一座目は持寄り句、二座目、四座目、六座目は席題句、三座目と五座目は吟行句。吟行では、肌をさすような寒風が吹き荒れるなか、深川不動、富岡八幡宮を中心に、みな句帳を手に旧江戸の下町を闊歩した。
千坪を富士の麓に買初 わたなべかよ
新年の句らしく、まことに景気がいい。主宰より「俳句はそもそもめでたい文芸」との言葉があった。新年の句はめでたく詠む。これが基本とのこと。
花の君出てきてうれし初句会 梅本元子
昨年末に膝を骨折してしまった丹野さんが、松葉杖をついて参加。その丹野さんへの挨拶句。みなもうれしくなる。
あらたまの大横綱の手形かな 軍地四郎
さらっと詠まれているが、味わい深く、またありがたい句。富岡八幡宮は江戸勧進相撲発祥の地でもある。境内には、横綱力士碑や大関力士碑、また巨人力士手形足形碑がある。
無事仕事終へて四日の灯にまみれ 丹野麻衣子
四座目に「四日」という席題が出た。
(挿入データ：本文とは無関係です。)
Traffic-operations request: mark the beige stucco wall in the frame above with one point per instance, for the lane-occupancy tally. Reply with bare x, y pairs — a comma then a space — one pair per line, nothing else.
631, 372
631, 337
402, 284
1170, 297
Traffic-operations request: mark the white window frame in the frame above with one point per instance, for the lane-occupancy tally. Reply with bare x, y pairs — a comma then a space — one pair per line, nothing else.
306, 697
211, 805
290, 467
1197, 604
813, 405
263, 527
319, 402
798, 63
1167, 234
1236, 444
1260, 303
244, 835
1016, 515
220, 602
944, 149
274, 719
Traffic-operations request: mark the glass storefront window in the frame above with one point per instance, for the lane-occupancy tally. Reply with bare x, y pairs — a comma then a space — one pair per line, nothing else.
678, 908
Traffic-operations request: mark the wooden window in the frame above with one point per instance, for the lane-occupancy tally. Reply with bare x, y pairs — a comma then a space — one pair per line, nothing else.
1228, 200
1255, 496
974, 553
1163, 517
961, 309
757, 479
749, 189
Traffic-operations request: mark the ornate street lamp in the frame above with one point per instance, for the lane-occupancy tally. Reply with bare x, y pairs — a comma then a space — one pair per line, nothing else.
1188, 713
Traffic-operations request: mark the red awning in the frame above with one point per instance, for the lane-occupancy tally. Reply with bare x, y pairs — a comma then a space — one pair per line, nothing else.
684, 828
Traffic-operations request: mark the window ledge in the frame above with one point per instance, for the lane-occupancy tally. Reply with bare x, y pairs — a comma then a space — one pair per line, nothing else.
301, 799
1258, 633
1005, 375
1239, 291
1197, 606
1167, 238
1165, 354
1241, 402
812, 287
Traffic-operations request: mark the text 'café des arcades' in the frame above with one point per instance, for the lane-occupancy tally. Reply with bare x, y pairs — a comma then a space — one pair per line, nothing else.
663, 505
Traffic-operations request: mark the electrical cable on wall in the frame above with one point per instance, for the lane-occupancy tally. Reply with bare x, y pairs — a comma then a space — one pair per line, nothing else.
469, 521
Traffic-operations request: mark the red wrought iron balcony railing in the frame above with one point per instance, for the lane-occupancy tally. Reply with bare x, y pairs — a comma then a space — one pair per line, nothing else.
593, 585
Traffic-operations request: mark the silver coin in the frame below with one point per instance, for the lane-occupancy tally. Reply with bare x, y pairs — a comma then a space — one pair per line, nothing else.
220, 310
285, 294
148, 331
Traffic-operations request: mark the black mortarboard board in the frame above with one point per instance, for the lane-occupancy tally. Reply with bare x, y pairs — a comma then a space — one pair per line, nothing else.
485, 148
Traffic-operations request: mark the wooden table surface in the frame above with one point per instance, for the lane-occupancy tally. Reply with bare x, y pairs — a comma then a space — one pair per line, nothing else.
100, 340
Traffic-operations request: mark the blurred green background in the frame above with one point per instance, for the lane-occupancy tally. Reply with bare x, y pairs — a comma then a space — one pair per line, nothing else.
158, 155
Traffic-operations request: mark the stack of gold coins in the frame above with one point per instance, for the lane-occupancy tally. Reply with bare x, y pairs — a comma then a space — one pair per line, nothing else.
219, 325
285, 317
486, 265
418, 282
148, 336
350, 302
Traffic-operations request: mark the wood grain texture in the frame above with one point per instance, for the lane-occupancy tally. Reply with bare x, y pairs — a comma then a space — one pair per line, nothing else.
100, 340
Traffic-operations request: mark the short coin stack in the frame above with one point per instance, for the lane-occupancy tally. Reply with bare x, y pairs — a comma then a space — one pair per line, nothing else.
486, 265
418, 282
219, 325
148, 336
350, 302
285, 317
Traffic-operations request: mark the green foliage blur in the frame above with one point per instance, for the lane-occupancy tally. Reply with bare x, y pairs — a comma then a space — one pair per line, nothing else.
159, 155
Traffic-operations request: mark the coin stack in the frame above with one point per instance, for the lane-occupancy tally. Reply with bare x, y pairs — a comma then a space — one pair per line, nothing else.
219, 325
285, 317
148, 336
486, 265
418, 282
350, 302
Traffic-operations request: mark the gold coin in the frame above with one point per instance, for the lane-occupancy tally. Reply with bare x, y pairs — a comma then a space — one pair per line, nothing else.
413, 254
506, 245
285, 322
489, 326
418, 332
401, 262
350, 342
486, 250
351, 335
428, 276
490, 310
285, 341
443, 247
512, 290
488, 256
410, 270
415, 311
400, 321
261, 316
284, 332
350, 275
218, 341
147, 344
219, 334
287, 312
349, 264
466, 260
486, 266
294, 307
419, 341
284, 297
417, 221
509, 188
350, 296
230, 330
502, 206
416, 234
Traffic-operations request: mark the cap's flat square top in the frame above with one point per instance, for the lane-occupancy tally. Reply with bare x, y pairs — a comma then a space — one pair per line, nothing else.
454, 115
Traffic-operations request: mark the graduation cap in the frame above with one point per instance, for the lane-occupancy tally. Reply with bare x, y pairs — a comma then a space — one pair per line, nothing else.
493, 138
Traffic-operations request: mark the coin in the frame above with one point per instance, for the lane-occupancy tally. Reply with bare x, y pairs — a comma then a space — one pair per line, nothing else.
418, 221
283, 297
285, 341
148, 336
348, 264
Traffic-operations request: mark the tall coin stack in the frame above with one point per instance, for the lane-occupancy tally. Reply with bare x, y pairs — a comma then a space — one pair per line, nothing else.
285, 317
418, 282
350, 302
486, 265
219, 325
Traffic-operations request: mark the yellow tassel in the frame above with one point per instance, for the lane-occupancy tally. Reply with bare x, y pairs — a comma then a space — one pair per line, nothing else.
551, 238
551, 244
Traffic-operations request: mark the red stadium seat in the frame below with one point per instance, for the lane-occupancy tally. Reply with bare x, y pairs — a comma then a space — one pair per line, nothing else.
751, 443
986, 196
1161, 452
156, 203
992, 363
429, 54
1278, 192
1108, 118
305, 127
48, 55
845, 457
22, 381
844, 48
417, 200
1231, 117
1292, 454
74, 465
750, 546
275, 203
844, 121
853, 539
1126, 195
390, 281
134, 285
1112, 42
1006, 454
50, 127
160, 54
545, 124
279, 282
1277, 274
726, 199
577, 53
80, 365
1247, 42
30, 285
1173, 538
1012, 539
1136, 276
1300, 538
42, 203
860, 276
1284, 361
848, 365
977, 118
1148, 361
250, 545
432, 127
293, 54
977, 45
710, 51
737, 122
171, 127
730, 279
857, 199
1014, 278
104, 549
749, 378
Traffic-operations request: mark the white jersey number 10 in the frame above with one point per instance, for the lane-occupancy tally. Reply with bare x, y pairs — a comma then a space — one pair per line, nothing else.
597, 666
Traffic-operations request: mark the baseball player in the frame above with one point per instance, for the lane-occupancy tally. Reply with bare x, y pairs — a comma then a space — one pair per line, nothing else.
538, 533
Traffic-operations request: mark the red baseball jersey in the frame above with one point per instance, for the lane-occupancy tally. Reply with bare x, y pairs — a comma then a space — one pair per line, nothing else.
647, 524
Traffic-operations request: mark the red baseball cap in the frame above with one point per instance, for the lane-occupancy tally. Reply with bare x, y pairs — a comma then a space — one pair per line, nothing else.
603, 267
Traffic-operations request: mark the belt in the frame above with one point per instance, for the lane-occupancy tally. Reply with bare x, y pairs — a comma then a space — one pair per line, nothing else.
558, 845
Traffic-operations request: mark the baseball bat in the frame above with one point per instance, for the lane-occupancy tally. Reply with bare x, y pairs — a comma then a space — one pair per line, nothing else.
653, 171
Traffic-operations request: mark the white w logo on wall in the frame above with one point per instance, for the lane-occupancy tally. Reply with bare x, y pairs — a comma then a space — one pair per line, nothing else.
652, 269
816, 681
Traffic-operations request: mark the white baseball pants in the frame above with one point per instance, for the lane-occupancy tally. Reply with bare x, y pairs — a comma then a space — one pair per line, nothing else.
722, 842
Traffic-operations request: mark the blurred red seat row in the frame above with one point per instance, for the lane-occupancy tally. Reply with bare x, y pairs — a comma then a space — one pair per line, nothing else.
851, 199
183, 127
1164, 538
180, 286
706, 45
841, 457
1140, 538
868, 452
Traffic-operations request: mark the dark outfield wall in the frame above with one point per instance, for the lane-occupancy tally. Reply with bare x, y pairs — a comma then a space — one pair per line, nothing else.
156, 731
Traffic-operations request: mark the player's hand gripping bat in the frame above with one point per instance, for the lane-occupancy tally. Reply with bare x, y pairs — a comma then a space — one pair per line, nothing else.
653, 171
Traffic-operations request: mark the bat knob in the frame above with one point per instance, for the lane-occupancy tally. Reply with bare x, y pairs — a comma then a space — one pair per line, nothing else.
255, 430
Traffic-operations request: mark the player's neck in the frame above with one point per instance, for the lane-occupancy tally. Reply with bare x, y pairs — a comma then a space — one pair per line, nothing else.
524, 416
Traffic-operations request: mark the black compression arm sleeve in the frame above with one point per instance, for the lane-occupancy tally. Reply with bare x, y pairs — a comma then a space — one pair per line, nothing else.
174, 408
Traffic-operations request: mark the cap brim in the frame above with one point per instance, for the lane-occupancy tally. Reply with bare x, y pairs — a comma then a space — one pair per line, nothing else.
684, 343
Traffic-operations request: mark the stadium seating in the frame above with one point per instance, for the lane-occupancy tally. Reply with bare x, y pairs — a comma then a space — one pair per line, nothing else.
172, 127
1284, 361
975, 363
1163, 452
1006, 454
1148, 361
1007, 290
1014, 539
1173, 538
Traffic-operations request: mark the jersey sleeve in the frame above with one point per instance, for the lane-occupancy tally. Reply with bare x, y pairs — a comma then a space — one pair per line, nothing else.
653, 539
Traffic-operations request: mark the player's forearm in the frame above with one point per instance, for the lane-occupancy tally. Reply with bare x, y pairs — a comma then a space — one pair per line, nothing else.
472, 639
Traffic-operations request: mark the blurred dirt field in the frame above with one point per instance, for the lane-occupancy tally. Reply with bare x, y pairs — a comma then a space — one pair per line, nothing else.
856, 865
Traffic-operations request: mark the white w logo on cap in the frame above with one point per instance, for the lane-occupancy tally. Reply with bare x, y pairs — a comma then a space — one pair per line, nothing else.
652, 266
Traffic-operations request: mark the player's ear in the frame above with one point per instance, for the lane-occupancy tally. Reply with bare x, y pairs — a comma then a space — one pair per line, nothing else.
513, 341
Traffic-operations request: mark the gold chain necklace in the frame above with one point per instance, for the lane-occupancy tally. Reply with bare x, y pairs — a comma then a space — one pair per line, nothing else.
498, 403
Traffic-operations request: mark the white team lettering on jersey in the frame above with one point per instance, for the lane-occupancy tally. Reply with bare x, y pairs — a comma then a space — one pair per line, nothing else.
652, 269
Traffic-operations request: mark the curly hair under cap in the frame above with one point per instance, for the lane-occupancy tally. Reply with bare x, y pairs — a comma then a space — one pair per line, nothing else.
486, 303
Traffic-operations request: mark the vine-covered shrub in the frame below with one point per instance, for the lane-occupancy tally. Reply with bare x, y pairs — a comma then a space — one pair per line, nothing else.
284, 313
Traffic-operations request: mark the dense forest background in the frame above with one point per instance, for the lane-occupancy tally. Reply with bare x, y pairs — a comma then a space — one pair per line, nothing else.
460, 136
この句は五句座目の句。こういう執念をみならいたい。初詣の客には、スーツ姿の人たちが大勢いたのだが、松葉杖の丹野さんは、この句を句会場の一室でつくられていた。
歌留多とる詩歌の国に遊ぶべく 西川遊歩
もてなしの心の国や嫁が君
初東風や木場も石場も舟の道
今回特に、遊歩さんの句の大きさに圧倒された。とくに三つ目の句は、旅の専門家ならではの句。古石場は、江戸時代に埋め立てられた埋立地で、もともと幕府の石置き場であったそうだ。隣の木場もそうだが、重いものは舟で運ばれていた。このあたりは、今でも水路に囲まれている。吟行句は、その土地への関心を忘れずに詠みたい。